Eminems I-dont-give-a-f**k persona, as well as many points of delivery in his early days are clearly reminiscent of the Funk Doctor Spock. The nasal tone, the ever-changing flows, and the juvenile sense of humor which doomed rappers like Young MC, but was perfected and allowed to flourish with Redman because of lyrical strength, are all present in Eminems DNA.
Freddy Kreuger was the bastard son of 100 maniacs. The culmination of 100 mightmares given birth from the womb of a virginal nun. Currently, promising emcee Lupe Fiasco is a true bright spot talent wise in todays muddled market. His music is punctuated by multi-layered metaphors, a hipster coolness, and a much wider variety of subject matter than most of his contemporaries.

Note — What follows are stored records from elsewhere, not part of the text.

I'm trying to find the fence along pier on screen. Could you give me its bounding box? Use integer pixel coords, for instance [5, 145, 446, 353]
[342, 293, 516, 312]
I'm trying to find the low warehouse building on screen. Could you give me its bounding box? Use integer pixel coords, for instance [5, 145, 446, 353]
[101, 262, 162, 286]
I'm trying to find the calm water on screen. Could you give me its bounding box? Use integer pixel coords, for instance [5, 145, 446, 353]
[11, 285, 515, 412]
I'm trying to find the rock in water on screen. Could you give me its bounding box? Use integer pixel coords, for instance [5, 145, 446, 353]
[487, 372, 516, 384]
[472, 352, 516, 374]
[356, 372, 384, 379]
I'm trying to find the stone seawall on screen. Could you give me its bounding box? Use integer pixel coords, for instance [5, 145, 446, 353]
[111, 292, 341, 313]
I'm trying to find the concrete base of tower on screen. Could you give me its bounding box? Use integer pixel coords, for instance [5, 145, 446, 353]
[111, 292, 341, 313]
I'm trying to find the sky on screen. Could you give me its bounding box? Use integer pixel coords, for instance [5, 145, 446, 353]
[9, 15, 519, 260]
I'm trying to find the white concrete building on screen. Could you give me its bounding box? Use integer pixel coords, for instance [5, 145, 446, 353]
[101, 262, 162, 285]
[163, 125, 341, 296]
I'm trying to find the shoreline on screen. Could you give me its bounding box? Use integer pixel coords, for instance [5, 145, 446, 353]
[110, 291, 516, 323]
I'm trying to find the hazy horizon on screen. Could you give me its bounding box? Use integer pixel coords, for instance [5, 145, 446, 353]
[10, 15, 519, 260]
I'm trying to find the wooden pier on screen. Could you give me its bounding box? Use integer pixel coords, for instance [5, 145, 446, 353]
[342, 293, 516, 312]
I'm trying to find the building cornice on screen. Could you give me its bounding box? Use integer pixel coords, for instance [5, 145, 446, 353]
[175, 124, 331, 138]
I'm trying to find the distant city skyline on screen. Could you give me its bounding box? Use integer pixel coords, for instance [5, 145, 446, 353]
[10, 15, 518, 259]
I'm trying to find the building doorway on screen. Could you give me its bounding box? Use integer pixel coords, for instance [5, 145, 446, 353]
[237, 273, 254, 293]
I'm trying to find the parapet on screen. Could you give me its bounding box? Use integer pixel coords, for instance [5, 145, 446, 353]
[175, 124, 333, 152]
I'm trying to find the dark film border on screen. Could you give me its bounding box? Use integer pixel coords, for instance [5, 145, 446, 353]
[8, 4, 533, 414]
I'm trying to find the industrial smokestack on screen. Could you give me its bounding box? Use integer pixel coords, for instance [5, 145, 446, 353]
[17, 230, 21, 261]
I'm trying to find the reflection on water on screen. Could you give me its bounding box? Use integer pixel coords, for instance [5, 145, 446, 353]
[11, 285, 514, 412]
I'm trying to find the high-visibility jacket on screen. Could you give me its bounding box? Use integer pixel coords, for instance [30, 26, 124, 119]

Lupe is the Freddy Krueger of his generation, with the metaphors of Jay-z, the Chicago pedigree of Common and Kanye, the style of Pharell, and whether he embraces it or not, the cadence, delivery, and feel of Kamaal, The Abstract (Q-Tip). All of these factors combined in one MC give Lupe the inside track to become the MC of his generation if he ever decides to embrace that responsibility.
Sometimes, as the great Maury Povitch will attest to, we dont know who the father is. TI seemed to appear out of nowhere as the supreme ATL trapper rapper. Yes his road was long from Im Serious to now, but TI had that hoodness, that unmistakable drawl, that street edge and that smoothness to go with his substantial skills.
However an oft-forgotten member of the Dungeon Family (also forgotten for coining the term Durty south) Cool Breeze was the true originator of that trap rap style before we even hit the millenium. From the look, similar cadence, and subject matter, its close enough for you to be on that couch trying to connect ears, eyes, and noses to the possible baby daddy. When it comes to the trap, Freddie Calhoun you ARE the father (of just about all the trap rappers)!
This was just a small example of how styles evolve and are passed on from generation to generation of emcees. For further discussion and to post more examples of your own, visit the discussion on the Ill Community. Some are obvious like Rakim and Nas. Others may not be so apparent but may be equally as credible.
Shout to Peter Gunz, Big Daddy Kane, Ghostface Killah and others who actually have their real sons in the game carrying on tradition. Special shout out to NYOIL who is actually bringing up his DAUGHTER to fill the gap of credible female emcees. Super duper shout out to the ’Ol Dirty Bastard, because there was no father to his style. Shout to all the fathers and father figures out there on this Fathers Day from all of us here at AllHipHop.com. Peace.